At what point does the ability to be good at compromise turn into letting go of what I feel is important?
I can think of instances large and small where my memory and my Mother's collide. Where she talks about making sacrifices, and to be fair she did try do things I wanted. It was just so often there was some part of it where it was what I wanted, done to her specifications. So maybe not exactly what I wanted, but I was always pointed to how it was just as good, if not better than what I wanted. In the face of such little support, and sometimes outright threat of punishment, it is no wonder I became an accomplished compromiser.

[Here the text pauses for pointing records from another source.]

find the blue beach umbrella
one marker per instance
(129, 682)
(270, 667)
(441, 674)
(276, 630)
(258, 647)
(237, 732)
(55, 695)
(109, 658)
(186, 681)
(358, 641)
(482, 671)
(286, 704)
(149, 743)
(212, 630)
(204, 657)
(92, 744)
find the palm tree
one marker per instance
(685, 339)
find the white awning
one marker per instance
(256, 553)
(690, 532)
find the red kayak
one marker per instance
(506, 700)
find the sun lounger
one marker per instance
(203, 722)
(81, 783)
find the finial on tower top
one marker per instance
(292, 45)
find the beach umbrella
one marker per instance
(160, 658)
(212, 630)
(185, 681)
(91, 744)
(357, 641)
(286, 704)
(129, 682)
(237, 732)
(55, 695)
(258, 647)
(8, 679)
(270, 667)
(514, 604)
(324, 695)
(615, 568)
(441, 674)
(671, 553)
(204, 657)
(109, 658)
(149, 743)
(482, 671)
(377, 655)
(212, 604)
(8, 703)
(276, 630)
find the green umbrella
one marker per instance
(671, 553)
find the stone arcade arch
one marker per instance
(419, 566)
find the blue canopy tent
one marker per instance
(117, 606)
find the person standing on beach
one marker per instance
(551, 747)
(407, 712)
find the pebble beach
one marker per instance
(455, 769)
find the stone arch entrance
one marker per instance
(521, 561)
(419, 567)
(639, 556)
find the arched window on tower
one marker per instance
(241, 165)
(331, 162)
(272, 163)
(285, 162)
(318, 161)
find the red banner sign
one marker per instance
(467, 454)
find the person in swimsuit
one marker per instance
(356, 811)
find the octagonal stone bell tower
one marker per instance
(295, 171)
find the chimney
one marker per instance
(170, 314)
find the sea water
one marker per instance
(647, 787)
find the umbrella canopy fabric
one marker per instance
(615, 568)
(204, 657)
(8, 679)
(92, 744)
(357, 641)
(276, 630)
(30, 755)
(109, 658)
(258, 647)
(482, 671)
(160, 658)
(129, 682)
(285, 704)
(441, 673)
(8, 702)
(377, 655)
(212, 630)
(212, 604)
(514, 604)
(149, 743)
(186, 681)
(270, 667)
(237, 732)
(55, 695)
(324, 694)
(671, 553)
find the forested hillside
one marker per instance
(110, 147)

Going to Beloit was something I really wanted and I didn't get to finish that, a decision that was lead by my Mother. Sometimes I'm still amazed that I listed to her, but I then remind myself that I'd been having a year-long emotional breakdown. I suppose it comes up when I think about it because I still feel some sadness over just leaving suddenly like I did, over not finishing something.
Just layers of having my wants undermined, second-guessed. Yes, it taught me how to see the positive in all kinds of situations. It has also taught me to ignore any disappointment or sadness I felt around something. I spent most of my first marriage doing it. When there started to be disconnects between AM and I, we both looked away and I reminded myself that things weren't bad, I wasn't that unhappy. That it is entirely fine to make do, make the best of what is there.
The depth of contentment, happiness I feel sharing my practice with CK turns me around to look at not sharing a spiritual practice with AM. When I began practicing with a Zen community there where a couple of years where I asked him to share this with me and he said he couldn't because he had his own practice, it wasn't the same as mine. And this is so completely true. Buddhism reminds us again and again, we must make our own way on the path. He also noted that he also tried to pull back so I would have space to have something that was my own.
Yet, I felt hurt about this even though I did understand his reasoning and even agreed with it. What I need to be mindful of is how I also dismissed my hurt and just reassured myself with reasonable compromise. I realize now that what I was craving was the feeling of Sangha, the community of people practicing together, supporting one another on their solitary way. When I practice with my partner I feel how we two make a very small Sangha, giving synergy to our individual practices as well as to the practice that is our relationship.